Mafia

"Non erano soldi dei boss, ma gli incassi del suo negozio di casalinghi": assolto

A Pietro Ventimiglia erano stati trovati quasi 13.500 euro in contanti e un assegno firmato da Salvatore Mulè, accusato di essere a capo della cosca di Ballarò. Ma la difesa ha dimostrato la provenienza lecita del denaro ed è caduta l'accusa di ricettazione

Il mercato di Ballarò

Gli erano stati trovati quasi 13.500 euro in contanti, oltre a un assegno da 1.580 euro firmato da Salvatore Mulè, accusato di essere a capo della cosca di Ballarò, ma anche uno strano quaderno con nomi e cifre. Per questo Pietro Ventimiglia era finito sotto processo per ricettazione. Quel denaro però non sarebbe stato di Cosa nostra, ma invece l'incasso legato al suo negozio di casalinghi.
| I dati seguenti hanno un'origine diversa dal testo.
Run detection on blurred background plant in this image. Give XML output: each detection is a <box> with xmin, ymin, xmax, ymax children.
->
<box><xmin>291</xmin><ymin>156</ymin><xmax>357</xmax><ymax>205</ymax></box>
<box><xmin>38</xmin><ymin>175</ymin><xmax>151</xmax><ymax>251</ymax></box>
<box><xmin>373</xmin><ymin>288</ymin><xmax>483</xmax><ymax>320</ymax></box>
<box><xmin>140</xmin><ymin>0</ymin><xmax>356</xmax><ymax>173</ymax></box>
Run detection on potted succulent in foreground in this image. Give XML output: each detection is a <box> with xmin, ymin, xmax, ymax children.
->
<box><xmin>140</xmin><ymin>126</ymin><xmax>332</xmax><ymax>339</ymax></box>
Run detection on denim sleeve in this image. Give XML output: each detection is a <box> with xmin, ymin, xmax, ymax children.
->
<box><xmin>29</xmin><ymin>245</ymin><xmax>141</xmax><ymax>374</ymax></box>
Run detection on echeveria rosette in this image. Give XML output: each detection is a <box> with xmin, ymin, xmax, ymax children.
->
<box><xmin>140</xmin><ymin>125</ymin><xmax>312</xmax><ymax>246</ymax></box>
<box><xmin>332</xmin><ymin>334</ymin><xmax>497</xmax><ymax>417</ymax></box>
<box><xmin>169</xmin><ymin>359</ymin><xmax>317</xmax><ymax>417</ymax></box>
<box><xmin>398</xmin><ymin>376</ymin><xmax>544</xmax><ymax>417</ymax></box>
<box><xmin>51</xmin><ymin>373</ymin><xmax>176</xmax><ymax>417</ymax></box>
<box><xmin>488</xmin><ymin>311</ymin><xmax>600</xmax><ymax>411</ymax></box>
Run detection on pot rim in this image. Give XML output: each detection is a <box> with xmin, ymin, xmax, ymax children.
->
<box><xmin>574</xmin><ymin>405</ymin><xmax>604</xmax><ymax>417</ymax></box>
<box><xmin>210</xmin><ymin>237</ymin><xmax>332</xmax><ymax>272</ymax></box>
Il gup Fabio Pilato ha così deciso di assolvere l'imputato, con la formula perché "il fatto non costituisce reato".

Ventimiglia, difeso dagli avvocati Giovanni Castronovo e Silvana Tortorici, era stato fermato dai carabinieri assieme ad altre persone il 14 gennaio del 2016. Con sé aveva 3.670 euro in contanti e l'assegno firmato da Mulè: avrebbe fornito ai militari spiegazioni poco convincenti sulla provenienza dei sodli e per questo era stata compiuta una perquisizionen sia a casa dell'imputato che nel suo negozio di Ballarò.

Con questo ulteriore controllo, erano stati ritrovati altri soldi (9.540 euro), un quaderno con delle cifre e dei nomi e dei documenti relativi ad una barca di proprietà di un altro mafioso, Antonino Ciresi. Gli avvocati durante il processo che si è svolto con il rito abbreviato hanno fornito documenti che dimostrerebbero come i soldi sarebbero strai di provenienza lecita. Da qui l'assoluzione.